Do you want to do something financially to protect your grandchild?
A trust is one way to leave a legacy, but you’ll need to hire a lawyer to draw it up. And there may be ongoing management fees that will reduce the amount your loved ones will receive. There are simpler, cheaper ways to leave a legacy. For instance, you can buy a cash-value life insurance policy or fund a 529 college savings plan.
But one of the best options, an income annuity, is usually overlooked. It’s an ideal vehicle for leaving a legacy.
An annuity offers unique benefits. It’s the only gift guaranteed to keep on giving for a lifetime.
Here’s how it would work for a grandchild. You buy a longevity annuity—also called a deferred income annuity—for your grandchild. This type of annuity defers payments until a future date that you choose.
For example, your grandchild is 10 years old. You make a $100,000 deposit. You decide to have income payments begin when your grandchild reaches age 25 and continue for the remainder of his or her life.
One top insurer will guarantee a payment of $617.25 per month, with $470.96 of it taxable. If your grandchild lives to age 85, he or she will collect $444,420: $344,420 in interest plus the $100,000 of principal.
Pros and Cons
An income annuity has no cash value. So, after you’re gone, your grandchild won’t be able to blow the money on a fancy pickup truck or whatever.
While lack of cash value has advantages, it does have a downside. You’re trading your cash for the insurer’s promise to pay a stream of income. So, you need to take care to choose a financially strong company.

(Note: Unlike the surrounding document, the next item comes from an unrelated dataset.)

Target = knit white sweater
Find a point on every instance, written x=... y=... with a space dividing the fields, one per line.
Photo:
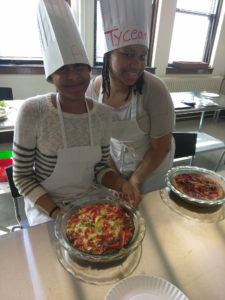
x=37 y=138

Depending on your state’s laws, you have 10 to 30 days to change your mind and get your money back. But once the “free look” period is over, you can’t get out of the contract, though you or your heirs may be able to sell an income annuity on the secondary market.
Since your grandchild will receive a check from you every month or year, you’ll be remembered fondly. If you choose annual payments, you might have the annuity check arrive each year on your grandchild’s birthday or on Christmas, Hanukkah or another holiday.
You can also extend your legacy. With the right type of annuity and strategy, you can choose to have annuity payments continue to go to his or her child or children for the remainder of their lives, too.
While you may never even meet your great-grandchildren, they too can receive a regular gift from you.
This option, however, does reduce the amount of income your grandchild will receive.
In addition, the checks can increase. You can add an inflation-protection rider so that the amount will go up over time. This will help the recipients retain future purchasing power.
Over time, an initial deposit of $100,000 could grow to $300,000, $400,000, or more in total gifts received. It depends on how long the income pays out, the internal rate of return offered by the insurance company, and how many recipients are set up to receive the income payouts. What other financial product will let you do this?
Another advantage is tax efficiency. When income is received, only a portion of it will typically be taxable. This is because part of the income from an annuity is considered to be a return of principal and part is considered to be earnings. While earnings are taxed, return of principal is not.
While others may give gifts that are soon forgotten, providing those loved ones with an ongoing gift of income that will last for the remainder of their lives or longer will ensure that you have created a legacy for yourself as well as a nice financial cushion for the younger generation of your heirs.